One of the newest entries on the Jamaican hotel scene is the Azul Sensatori, the first of Karisma Hotels & Resorts’ brands to debut on the island. Caribbean editor Gay Nagle Myers visited the resort on Seven Mile Beach in Negril over Memorial Day weekend, taking in sun, sunsets, smoothies and saltfish during her stay. Her first dispatch follows.

The notes played by a lone sax player drifted over the Amber Pool deck and Seven Mile Bar area just after sunset one evening, the downtime period after the last swim of the day and before the first appetizer at dinner.

What struck me as I listened from the balcony of my room was that this 136-room resort had settled in pretty well and pretty quickly, despite being officially open just a month.

Azul had its soft opening in late December, but tweaking, painting and constructing had only recently been completed.

Azul Sensatori pool

The resort was a conversion of the former Beaches Sandy Bay.

Everyone was still getting their sea legs, but things were humming along. For that I credit — and this is only a partial list of the 284 staff — Keresha, Neville, Martin, Myrtle, Marion, Sherine, Audley, Richard, Shendrique, Glendan, Overian, Shelley, Byron and Robert.

I’ve met a lot of Jamaicans in my travels, but this crew elevated Jamaican charm and spirit to new levels. The Jamaica Tourist Board ought to take this group on the road.

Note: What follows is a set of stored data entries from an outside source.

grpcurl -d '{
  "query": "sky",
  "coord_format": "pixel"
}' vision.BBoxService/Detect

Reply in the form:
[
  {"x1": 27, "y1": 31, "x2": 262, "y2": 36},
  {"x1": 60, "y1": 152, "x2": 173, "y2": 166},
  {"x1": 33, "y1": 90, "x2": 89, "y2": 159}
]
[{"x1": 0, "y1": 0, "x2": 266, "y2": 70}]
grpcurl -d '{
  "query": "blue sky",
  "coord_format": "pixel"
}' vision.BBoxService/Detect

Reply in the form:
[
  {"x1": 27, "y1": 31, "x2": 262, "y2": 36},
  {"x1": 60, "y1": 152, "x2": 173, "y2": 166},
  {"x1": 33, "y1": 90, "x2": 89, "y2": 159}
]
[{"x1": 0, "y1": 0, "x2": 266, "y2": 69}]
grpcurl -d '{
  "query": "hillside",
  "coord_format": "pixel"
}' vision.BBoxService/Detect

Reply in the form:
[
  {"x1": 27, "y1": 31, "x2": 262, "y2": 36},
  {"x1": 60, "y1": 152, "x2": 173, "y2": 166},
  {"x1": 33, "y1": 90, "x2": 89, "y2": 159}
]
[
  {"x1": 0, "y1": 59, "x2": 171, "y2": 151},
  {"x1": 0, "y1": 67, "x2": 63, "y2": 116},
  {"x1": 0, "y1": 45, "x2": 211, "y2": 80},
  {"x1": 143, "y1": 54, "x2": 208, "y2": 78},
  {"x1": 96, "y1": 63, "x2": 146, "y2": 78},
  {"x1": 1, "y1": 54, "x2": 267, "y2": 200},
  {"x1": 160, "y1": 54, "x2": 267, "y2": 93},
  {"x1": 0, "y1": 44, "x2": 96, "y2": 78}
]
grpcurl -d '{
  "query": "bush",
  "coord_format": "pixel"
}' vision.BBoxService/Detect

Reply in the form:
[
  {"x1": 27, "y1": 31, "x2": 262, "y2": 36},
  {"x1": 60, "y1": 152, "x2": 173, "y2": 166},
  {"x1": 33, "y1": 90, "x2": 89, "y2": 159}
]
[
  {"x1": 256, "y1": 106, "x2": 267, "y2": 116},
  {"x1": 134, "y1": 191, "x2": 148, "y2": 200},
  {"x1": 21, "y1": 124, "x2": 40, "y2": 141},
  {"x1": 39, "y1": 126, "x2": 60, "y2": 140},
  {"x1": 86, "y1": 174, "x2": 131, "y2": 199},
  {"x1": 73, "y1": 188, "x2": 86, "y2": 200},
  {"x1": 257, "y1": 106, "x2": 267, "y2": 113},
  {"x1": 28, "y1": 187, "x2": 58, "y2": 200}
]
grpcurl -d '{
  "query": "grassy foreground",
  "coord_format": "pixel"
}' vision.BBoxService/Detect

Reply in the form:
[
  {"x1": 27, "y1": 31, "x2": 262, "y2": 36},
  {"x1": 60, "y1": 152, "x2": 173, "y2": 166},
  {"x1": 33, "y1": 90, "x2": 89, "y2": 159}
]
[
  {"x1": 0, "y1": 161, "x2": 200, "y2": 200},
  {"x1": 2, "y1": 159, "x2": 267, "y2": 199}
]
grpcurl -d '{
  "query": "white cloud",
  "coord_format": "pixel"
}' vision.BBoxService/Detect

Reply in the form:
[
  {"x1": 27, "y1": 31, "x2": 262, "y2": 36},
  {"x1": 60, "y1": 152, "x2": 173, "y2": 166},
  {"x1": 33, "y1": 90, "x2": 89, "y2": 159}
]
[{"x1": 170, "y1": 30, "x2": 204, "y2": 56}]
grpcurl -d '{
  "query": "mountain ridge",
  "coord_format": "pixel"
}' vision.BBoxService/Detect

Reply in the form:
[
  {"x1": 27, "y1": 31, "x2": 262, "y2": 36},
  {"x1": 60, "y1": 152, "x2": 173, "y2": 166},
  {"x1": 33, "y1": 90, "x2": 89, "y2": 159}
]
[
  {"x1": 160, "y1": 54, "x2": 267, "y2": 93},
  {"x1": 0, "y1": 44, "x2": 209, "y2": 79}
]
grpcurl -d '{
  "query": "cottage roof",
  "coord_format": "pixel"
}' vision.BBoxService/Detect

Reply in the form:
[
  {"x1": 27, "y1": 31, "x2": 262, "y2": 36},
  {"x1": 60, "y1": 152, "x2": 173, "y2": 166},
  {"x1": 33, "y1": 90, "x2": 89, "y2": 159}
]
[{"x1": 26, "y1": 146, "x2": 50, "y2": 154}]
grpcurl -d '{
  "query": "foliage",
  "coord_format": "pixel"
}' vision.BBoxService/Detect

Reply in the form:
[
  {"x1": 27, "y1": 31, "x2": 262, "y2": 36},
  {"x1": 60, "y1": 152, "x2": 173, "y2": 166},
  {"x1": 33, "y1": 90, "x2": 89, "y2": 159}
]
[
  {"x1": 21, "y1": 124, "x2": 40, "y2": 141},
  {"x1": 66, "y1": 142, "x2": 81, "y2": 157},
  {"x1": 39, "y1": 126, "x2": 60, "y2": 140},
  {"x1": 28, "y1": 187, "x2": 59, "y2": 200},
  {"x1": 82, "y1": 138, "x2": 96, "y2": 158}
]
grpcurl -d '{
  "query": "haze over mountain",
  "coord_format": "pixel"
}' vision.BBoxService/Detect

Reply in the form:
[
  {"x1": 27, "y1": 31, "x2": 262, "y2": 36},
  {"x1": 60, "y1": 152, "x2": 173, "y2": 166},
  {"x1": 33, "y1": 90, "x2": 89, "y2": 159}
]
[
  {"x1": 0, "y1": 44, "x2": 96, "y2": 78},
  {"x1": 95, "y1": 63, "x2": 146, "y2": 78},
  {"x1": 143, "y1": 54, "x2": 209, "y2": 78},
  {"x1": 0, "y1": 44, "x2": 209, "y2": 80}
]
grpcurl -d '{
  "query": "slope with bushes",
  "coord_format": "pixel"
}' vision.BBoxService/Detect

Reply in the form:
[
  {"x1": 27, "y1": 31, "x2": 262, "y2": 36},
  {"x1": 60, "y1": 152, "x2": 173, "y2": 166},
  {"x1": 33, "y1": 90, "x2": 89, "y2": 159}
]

Everyone had come from other resorts on the island, all seemed to live 10 minutes “down the road” and each one had a story to tell or one they wanted to hear.

“You live in Virginia? Is it cold? I’ll come visit,” a housekeeper told me.

“Try the paddle boat. It’s a workout, but we’ll come get you if you get tired,” the watersports guy said.

“This is a nice place. I worked at a big hotel before and I didn’t get to know the guests. I was always walking somewhere,” the beach attendant told me.

“Is this your first visit? You like Jamaica? I love it. We be happy,” said the barista at Beans Gourmet Coffee Shop as she handed me a Jamaican cappuccino with fresh nutmeg on the top.

Just to be sure I hadn’t been talking to ringers who had been cued to be happy, helpful and enthusiastic, I talked to other guests at the restaurants, on the beach, in the water and on the bar stools.

It was unanimous.

“There are nice hotels everywhere. They all have pretty much the same things. Good food, great beach, comfy beds. This staff here is incredible. They make the place. We’ll be back,” a couple from somewhere near London told me.

A retired couple from Wales, she a former schoolteacher and he a construction engineer, bent my ear for 30 minutes at the beach barbecue one evening.

They’d booked their 10-day stay through TUI in England, flew over on a Dreamliner — “flight attendants were very rude” — and now were on day seven of their stay.

They spoke in unison. “We’re coming back with our daughter and son-in-law and three grandkids. We’ve never seen a friendlier group of employees. Nothing is too much for them. They never stop smiling. They know us by name. Should we come in October or February?”

I said that February was ideal, and October could be a bit dicey due to hurricane threats.

Most of the guests were Brits, but Azul is tapping into the U.S. market through packages with U.S. operators and on fam trips with U.S. agents.

It will be a win-win all the way around with happy clients and happy agents.